The Entity List sanctions show that cutting trade ties with China remains a top priority for the Trump administration’s many China hawks, who view the country’s growing technological and military might with increasing alarm. Similar concerns also have taken root in Congress, among Republicans and Democrats, and could continue during a Biden administration.
The Entity List has become a favorite Trump administration tool to punish China and now includes more than 300 Chinese entities.
The Commerce Department, which maintains the list, has previously used it against the Chinese telecom company Huawei and against Chinese entities engaged in alleged human rights violations against Uighurs and other minorities in China’s Xinjiang region.
Executives at SMIC and DJI did not respond immediately to requests for comment. SMIC has previously denied supporting China’s military.
China’s foreign ministry, addressing an early Reuters report Friday that the U.S. move was imminent, urged the United States to “stop its wrong behavior of oppression of foreign companies.”
“The U.S. side claims that it champions market economy and fair competition, but its politicization of trade issues goes against its words as well as international trade rules and is detrimental to the interests of both Chinese and American companies,” Foreign Ministry spokesman Wang Wenbin said.
It was not immediately clear how much U.S. technology DJI uses to make its drones. The Shenzhen-based company is among the world’s biggest drone manufacturers.
The Trump administration began restricting exports to SMIC in September by notifying some U.S. companies that they would need a license to export to the chip maker. Inclusion on the Entity List is a broader sanction.
SMIC, which was founded in 2000 in Shanghai, is among the top five semiconductor manufacturers in the world, according to a report from the United States International Trade Commission, or USITC.
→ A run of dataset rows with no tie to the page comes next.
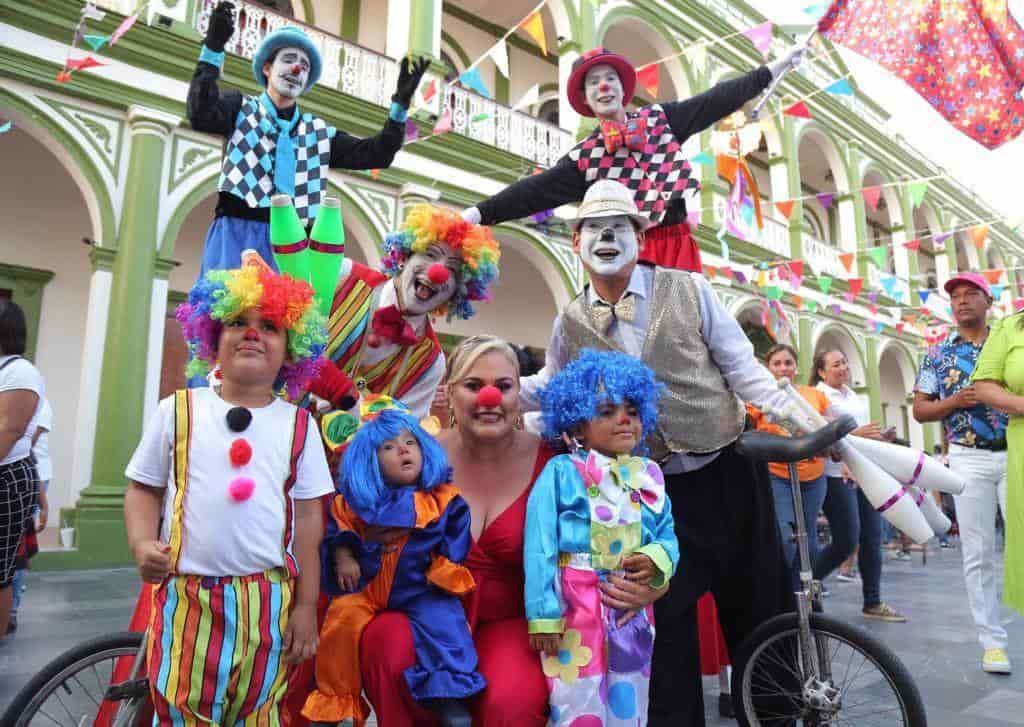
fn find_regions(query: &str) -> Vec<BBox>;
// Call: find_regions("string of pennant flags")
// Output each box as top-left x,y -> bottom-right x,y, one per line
55,2 -> 148,83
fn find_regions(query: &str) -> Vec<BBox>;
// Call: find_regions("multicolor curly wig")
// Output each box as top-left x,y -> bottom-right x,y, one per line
340,408 -> 451,524
539,349 -> 663,454
380,204 -> 500,320
175,255 -> 327,398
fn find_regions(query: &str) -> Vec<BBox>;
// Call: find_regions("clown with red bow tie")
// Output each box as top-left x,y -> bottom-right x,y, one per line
462,46 -> 802,272
308,205 -> 501,429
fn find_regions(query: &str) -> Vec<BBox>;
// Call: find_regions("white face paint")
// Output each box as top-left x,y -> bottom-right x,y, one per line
397,243 -> 462,316
266,47 -> 310,100
584,63 -> 625,119
576,214 -> 639,277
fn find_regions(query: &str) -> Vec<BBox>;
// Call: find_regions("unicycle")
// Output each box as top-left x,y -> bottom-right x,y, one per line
2,630 -> 151,726
730,416 -> 928,726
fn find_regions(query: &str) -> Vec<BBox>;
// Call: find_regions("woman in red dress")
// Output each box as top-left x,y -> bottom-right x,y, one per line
360,335 -> 666,725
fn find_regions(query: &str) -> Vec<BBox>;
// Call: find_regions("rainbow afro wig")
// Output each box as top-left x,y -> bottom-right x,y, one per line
539,349 -> 663,454
380,203 -> 500,320
175,253 -> 328,398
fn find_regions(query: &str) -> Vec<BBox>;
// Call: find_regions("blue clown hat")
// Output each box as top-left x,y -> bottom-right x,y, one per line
252,26 -> 322,92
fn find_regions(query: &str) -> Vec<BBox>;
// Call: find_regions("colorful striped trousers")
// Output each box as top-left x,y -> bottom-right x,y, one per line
147,568 -> 294,726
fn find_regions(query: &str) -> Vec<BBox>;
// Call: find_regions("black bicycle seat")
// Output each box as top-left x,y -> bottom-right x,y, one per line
734,415 -> 857,463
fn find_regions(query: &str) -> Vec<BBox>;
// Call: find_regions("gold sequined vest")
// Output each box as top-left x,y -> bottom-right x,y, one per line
561,268 -> 745,461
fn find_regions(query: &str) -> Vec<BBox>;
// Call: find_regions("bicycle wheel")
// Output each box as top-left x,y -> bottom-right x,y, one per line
2,631 -> 147,727
731,613 -> 927,727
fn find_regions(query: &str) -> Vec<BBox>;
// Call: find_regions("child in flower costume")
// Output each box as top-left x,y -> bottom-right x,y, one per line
302,395 -> 484,727
525,350 -> 679,726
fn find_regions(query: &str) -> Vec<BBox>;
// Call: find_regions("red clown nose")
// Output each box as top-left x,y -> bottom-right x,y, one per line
476,385 -> 502,408
427,263 -> 450,286
292,64 -> 302,75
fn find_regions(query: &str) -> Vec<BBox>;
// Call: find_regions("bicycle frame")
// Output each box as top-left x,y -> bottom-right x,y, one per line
110,630 -> 150,727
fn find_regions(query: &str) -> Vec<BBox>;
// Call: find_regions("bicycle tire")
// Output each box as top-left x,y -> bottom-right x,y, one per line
730,612 -> 927,727
2,631 -> 145,727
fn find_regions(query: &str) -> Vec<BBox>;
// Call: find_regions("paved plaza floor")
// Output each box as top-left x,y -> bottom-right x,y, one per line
1,545 -> 1022,724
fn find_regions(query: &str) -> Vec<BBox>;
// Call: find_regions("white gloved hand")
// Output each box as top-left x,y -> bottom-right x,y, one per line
769,46 -> 806,81
461,206 -> 482,225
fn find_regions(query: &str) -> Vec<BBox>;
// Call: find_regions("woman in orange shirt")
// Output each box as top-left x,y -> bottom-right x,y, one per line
746,344 -> 831,590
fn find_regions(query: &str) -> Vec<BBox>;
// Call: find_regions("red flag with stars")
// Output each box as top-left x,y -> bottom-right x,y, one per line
818,1 -> 1024,149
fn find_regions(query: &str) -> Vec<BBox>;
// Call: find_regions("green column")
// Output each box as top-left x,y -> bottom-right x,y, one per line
783,116 -> 803,261
797,314 -> 814,384
74,106 -> 178,568
846,140 -> 869,280
864,334 -> 883,424
409,0 -> 440,59
898,175 -> 920,282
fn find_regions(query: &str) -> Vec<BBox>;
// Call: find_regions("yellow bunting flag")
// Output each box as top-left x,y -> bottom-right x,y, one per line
521,12 -> 548,56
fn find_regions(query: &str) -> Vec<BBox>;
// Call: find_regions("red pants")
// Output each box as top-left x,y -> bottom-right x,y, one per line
360,611 -> 547,726
697,592 -> 731,676
638,221 -> 702,272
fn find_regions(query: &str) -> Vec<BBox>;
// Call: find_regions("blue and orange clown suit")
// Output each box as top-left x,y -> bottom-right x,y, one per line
302,402 -> 485,725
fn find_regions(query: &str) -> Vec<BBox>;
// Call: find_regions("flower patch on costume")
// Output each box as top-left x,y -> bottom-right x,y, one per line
542,629 -> 593,685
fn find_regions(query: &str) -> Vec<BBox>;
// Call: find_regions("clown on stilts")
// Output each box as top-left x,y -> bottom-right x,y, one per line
189,0 -> 429,274
462,45 -> 803,271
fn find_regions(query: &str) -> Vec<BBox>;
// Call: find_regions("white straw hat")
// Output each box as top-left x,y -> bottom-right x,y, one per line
572,180 -> 655,231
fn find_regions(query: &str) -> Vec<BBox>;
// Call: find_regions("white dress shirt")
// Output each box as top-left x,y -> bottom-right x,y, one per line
520,264 -> 792,472
816,382 -> 870,478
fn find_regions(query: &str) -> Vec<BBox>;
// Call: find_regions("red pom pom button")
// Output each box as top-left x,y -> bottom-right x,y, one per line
228,477 -> 255,502
229,439 -> 252,467
427,263 -> 450,285
367,333 -> 382,348
476,385 -> 502,408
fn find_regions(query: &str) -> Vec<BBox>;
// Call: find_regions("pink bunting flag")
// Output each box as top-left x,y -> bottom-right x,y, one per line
861,186 -> 882,210
843,291 -> 856,303
784,101 -> 812,119
636,64 -> 660,97
110,12 -> 139,45
686,208 -> 701,228
848,277 -> 863,296
742,21 -> 774,58
422,79 -> 437,103
434,107 -> 453,134
405,121 -> 419,141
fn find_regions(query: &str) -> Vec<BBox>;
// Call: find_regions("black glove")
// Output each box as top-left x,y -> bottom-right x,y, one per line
204,1 -> 236,53
392,56 -> 430,109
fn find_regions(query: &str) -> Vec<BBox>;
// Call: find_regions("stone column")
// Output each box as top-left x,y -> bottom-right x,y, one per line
797,313 -> 815,383
782,116 -> 803,261
73,106 -> 178,567
864,334 -> 883,425
846,139 -> 869,280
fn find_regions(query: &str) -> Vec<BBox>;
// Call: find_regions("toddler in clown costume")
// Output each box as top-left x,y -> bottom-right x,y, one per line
123,252 -> 334,725
302,396 -> 484,727
525,350 -> 679,726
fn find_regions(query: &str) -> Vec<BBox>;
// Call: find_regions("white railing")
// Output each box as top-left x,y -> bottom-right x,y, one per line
442,84 -> 574,168
803,234 -> 847,279
191,0 -> 570,166
711,193 -> 793,258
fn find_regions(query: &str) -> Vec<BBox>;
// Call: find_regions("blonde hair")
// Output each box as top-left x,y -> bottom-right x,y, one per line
445,335 -> 520,386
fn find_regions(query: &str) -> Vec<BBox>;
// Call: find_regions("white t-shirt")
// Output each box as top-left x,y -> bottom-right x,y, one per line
0,355 -> 45,466
32,398 -> 53,482
817,382 -> 870,478
125,388 -> 333,577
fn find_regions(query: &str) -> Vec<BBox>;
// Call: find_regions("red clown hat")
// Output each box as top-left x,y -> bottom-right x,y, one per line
567,48 -> 637,117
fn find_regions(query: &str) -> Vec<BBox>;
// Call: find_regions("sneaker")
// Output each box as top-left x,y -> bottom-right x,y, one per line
5,617 -> 15,635
718,692 -> 735,718
863,603 -> 907,622
891,550 -> 911,561
982,648 -> 1012,674
837,571 -> 860,582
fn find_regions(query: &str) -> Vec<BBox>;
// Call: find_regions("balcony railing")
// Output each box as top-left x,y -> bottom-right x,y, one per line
803,234 -> 847,279
711,194 -> 793,258
191,0 -> 570,166
867,264 -> 912,304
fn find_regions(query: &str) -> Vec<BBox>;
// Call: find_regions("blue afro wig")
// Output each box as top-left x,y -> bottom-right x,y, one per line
339,409 -> 451,521
539,349 -> 662,453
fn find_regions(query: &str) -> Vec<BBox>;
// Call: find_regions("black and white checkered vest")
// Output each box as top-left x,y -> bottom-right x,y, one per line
217,96 -> 336,225
569,104 -> 700,226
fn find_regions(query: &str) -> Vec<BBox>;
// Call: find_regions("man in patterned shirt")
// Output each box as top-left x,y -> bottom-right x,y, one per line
913,272 -> 1010,674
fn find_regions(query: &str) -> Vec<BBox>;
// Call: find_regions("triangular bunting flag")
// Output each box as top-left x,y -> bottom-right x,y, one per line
933,232 -> 952,245
56,70 -> 72,83
825,78 -> 853,96
705,265 -> 718,279
110,12 -> 139,45
83,34 -> 109,51
422,78 -> 437,103
896,321 -> 905,334
868,290 -> 880,304
917,289 -> 930,304
531,209 -> 554,224
66,56 -> 104,71
818,275 -> 834,294
686,208 -> 701,228
991,284 -> 1005,299
637,63 -> 660,97
764,285 -> 783,301
902,239 -> 921,251
405,121 -> 419,142
848,278 -> 863,296
471,112 -> 490,123
683,44 -> 708,71
733,268 -> 748,284
907,180 -> 929,208
875,321 -> 885,334
830,303 -> 842,315
880,273 -> 898,297
0,121 -> 11,134
1015,299 -> 1024,312
790,274 -> 803,291
983,269 -> 1004,284
370,169 -> 381,180
784,101 -> 812,119
793,295 -> 803,310
843,291 -> 856,303
893,289 -> 906,303
806,300 -> 818,312
720,266 -> 734,279
742,21 -> 774,58
968,224 -> 989,249
488,39 -> 510,78
789,261 -> 804,277
434,106 -> 453,134
775,200 -> 795,220
690,151 -> 714,165
521,11 -> 548,55
867,245 -> 887,268
81,2 -> 106,21
861,186 -> 882,210
458,67 -> 491,98
513,83 -> 539,110
839,252 -> 855,273
815,193 -> 834,209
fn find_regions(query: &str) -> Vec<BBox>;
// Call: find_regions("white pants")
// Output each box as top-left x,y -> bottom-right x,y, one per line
949,444 -> 1009,650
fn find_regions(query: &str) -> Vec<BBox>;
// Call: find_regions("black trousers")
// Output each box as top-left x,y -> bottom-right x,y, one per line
649,444 -> 794,727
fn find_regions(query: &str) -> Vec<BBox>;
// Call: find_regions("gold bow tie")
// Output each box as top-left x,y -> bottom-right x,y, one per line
591,293 -> 637,333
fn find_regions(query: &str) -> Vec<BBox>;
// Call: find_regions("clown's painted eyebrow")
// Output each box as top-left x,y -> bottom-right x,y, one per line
279,51 -> 310,69
427,244 -> 461,268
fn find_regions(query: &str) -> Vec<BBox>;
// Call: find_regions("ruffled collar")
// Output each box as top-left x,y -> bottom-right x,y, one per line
571,449 -> 666,514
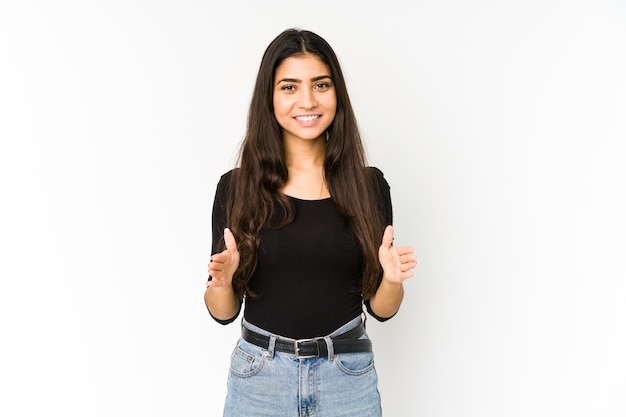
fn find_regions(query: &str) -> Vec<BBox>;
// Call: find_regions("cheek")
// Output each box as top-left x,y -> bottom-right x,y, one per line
327,101 -> 337,121
272,96 -> 289,118
272,100 -> 290,129
326,93 -> 338,116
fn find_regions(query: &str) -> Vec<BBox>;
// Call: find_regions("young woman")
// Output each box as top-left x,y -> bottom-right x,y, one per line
205,28 -> 418,417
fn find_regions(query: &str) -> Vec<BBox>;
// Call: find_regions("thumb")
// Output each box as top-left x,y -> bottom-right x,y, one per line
380,225 -> 394,248
224,228 -> 238,252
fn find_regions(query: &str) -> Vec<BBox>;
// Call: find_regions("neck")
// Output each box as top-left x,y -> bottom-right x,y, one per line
280,135 -> 329,199
283,136 -> 326,169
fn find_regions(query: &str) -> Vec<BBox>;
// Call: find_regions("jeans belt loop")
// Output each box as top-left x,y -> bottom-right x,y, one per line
323,336 -> 334,360
267,334 -> 277,359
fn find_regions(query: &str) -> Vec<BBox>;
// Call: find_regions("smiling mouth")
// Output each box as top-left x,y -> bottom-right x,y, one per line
294,115 -> 320,121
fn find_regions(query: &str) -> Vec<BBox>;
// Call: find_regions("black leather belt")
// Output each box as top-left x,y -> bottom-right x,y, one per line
241,321 -> 372,358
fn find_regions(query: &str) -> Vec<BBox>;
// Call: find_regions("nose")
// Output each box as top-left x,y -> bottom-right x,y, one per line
298,89 -> 317,109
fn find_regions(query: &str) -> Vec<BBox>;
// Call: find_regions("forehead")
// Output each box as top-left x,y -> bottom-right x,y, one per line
274,54 -> 331,79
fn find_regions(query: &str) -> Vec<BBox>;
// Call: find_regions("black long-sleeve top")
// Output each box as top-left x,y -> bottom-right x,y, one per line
209,167 -> 394,339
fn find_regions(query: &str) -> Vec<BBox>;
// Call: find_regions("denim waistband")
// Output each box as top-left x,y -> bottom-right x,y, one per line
242,313 -> 365,341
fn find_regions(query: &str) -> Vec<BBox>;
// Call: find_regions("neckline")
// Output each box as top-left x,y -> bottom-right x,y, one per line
284,194 -> 332,202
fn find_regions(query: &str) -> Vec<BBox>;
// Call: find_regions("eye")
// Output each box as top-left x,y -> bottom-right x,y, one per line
280,85 -> 296,92
314,82 -> 330,90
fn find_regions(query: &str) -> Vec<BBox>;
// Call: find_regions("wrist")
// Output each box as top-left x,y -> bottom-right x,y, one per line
381,273 -> 404,287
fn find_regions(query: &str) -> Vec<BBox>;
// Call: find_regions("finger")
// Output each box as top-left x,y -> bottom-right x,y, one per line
395,246 -> 415,256
208,267 -> 226,280
380,225 -> 394,248
401,271 -> 416,280
401,261 -> 418,272
400,253 -> 418,263
206,277 -> 224,287
210,251 -> 229,263
224,228 -> 238,252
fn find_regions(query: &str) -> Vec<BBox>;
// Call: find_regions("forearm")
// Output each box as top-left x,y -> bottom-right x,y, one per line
368,278 -> 404,319
204,285 -> 240,321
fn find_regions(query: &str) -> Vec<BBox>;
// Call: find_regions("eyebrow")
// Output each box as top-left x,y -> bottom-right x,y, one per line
276,75 -> 332,85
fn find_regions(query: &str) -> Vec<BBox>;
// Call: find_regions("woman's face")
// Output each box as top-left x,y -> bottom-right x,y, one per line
273,54 -> 337,144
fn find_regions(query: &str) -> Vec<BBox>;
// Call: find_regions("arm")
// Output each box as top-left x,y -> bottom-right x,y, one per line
204,228 -> 241,321
204,171 -> 241,323
368,225 -> 418,318
204,286 -> 240,321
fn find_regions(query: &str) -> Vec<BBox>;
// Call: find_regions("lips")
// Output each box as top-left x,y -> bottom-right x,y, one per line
294,115 -> 320,121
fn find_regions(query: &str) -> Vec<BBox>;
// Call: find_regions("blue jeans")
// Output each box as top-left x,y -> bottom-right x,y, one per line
223,315 -> 382,417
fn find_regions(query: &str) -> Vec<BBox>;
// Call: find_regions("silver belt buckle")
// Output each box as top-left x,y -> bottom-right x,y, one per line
294,338 -> 318,359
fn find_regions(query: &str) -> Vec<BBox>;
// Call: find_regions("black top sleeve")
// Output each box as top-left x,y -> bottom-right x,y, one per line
210,170 -> 231,256
363,167 -> 397,321
208,170 -> 242,325
369,166 -> 393,227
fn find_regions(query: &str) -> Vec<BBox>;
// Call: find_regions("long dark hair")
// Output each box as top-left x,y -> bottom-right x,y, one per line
225,28 -> 385,301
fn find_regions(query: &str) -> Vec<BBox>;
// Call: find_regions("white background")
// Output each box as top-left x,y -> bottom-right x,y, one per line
1,1 -> 625,416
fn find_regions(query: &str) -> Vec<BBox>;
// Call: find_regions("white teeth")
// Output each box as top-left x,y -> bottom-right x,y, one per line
295,115 -> 319,121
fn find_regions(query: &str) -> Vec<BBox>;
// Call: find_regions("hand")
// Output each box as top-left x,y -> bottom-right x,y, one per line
207,228 -> 240,288
378,225 -> 418,284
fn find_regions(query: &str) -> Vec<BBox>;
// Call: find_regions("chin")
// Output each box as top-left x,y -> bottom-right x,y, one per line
288,131 -> 326,141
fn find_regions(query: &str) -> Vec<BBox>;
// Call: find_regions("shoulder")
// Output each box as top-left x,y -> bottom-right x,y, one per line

Industry experts say that SMIC’s technology lags behind that of chip manufacturers in Taiwan and the United States but that Beijing is pouring billions into the industry to help SMIC and other Chinese companies catch up.
SMIC has enjoyed generous government financial support, including low-interest loans, tax breaks and investments to help the company build manufacturing facilities, the Organization for Economic Cooperation and Development in Paris said in a report last year.
Commerce said that the export ban will apply to technology “uniquely required” to produce advanced semiconductors with silicon transistors sized at 10 nanometers or smaller. There are 1 billion nanometers in a meter.
Chip-industry experts say SMIC and other Chinese companies are not yet able to make such advanced semiconductors and will for now need software and equipment from the United States and other Western countries to reach that capability.
SMIC started as a private company, but state ownership has steadily grown over time to more than 45 percent of SMIC stock as of 2018, according to the OECD report.
SMIC’s shares used to be traded on the New York Stock Exchange, but the company removed its stock from the NYSE last year. The shares now trade on the Shanghai and Hong Kong exchanges.
SMIC’s stock, held by some Western investors, fell 5 percent in Hong Kong trading Friday.
The additions to the list also include some lesser-known Chinese companies, such as NucTech, which makes luggage- and cargo-screening equipment. The Trump administration said it had determined that “NucTech’s lower performing equipment impair[s] U.S. efforts to counter illicit international trafficking in nuclear and other radioactive materials.”
NucTech couldn’t immediately be reached to comment.
The administration also added several Russian entities, including OOO Sovtest Comp and Cosmos Complect, to the list, saying they appear to have used a front company to acquire “sensitive electronic components” for use in Russia without obtaining required licenses.